Vitrified sperm banks: the new aseptic technique for human spermatozoa allows cryopreservation at −86 °C

Summary The vitrification technique is simple, quick, cost‐effective and has showed a significantly stronger cryoprotective effect in contrast to conventional freezing. The method is based on the rapid cooling of the cell by direct immersion in liquid nitrogen ( LN 2 ), thereby avoiding the formation of ice crystals, due to the lower risk of water thawing, which impairs cell function.
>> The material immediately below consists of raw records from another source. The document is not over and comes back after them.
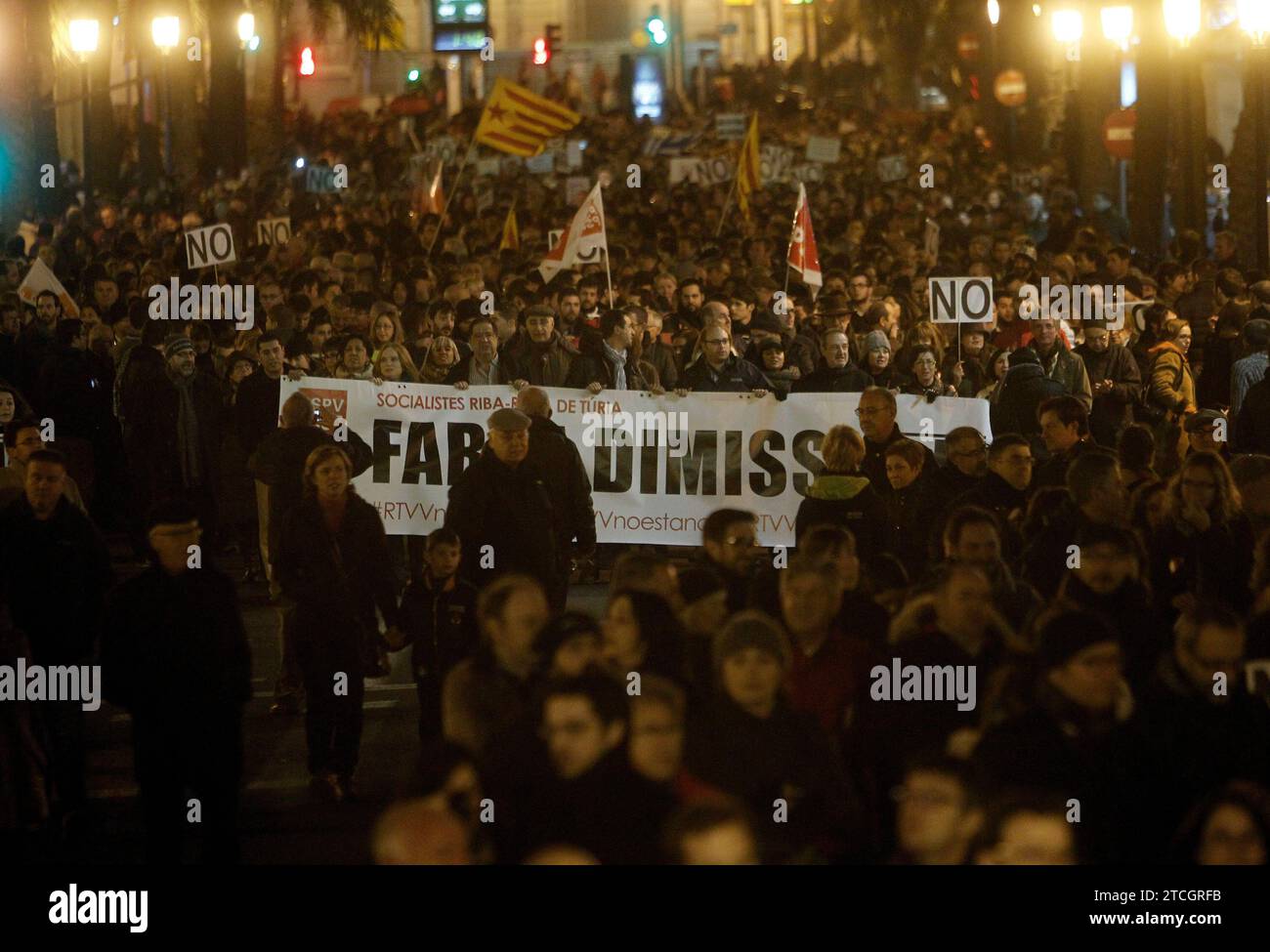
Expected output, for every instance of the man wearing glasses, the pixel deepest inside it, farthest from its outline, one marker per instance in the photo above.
(837, 375)
(876, 414)
(719, 371)
(729, 546)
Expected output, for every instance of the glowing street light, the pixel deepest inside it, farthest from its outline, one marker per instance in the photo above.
(84, 34)
(165, 32)
(1181, 20)
(1068, 25)
(1118, 24)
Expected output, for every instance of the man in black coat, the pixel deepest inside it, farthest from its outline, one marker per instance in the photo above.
(55, 570)
(1023, 390)
(837, 375)
(1072, 739)
(174, 443)
(1116, 380)
(176, 655)
(503, 512)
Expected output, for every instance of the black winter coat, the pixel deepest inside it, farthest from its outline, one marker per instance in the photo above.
(337, 582)
(511, 511)
(55, 575)
(1024, 389)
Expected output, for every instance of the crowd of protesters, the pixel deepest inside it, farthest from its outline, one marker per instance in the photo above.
(1101, 561)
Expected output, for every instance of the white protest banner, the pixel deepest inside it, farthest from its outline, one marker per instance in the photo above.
(892, 168)
(960, 300)
(210, 245)
(731, 127)
(274, 231)
(658, 466)
(42, 278)
(824, 148)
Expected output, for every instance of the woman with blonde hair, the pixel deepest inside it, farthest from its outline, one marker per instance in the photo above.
(1205, 549)
(394, 364)
(385, 329)
(841, 495)
(333, 562)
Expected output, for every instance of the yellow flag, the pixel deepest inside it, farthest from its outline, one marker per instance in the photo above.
(511, 233)
(748, 176)
(520, 122)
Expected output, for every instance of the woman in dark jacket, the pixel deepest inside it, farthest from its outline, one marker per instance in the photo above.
(841, 496)
(333, 562)
(1205, 549)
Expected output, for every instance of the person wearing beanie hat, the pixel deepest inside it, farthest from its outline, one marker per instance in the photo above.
(749, 743)
(1109, 579)
(1074, 736)
(186, 693)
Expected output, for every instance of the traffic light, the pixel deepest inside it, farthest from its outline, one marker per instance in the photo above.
(656, 28)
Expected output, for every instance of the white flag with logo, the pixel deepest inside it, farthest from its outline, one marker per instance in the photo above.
(41, 278)
(579, 242)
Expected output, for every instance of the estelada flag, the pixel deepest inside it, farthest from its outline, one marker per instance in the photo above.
(41, 278)
(803, 255)
(748, 173)
(580, 240)
(432, 199)
(520, 122)
(511, 233)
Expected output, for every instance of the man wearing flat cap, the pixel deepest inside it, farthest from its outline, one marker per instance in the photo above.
(176, 435)
(503, 512)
The aim of this study was to evaluate the effect of storage at −86 °C compared to the conventional −196 °C (under LN 2 ) on essential parameters of the functioning of aseptically vitrified human sperm. Sperm motility, integrity of mitochondrial membrane potential and the rate of DNA fragmentation were determined. The comparison of −86 °C and −196 °C demonstrated no statistical difference in sperm progressive motility (73% vs. 77%), integrity of mitochondrial membrane potential (71% vs. 74%) or DNA fragmentation (3.1% vs. 2.9%). In conclusion, aseptically vitrified sperm can be preserved at −86 °C; eliminating the use of LN 2 simplifies and significantly reduces the costs associated with storage in sperm banks by decreasing the time and space needed for storage, the effort in finding stored samples, and by improving safety for the operator. However, for prolonged storage further studies are needed.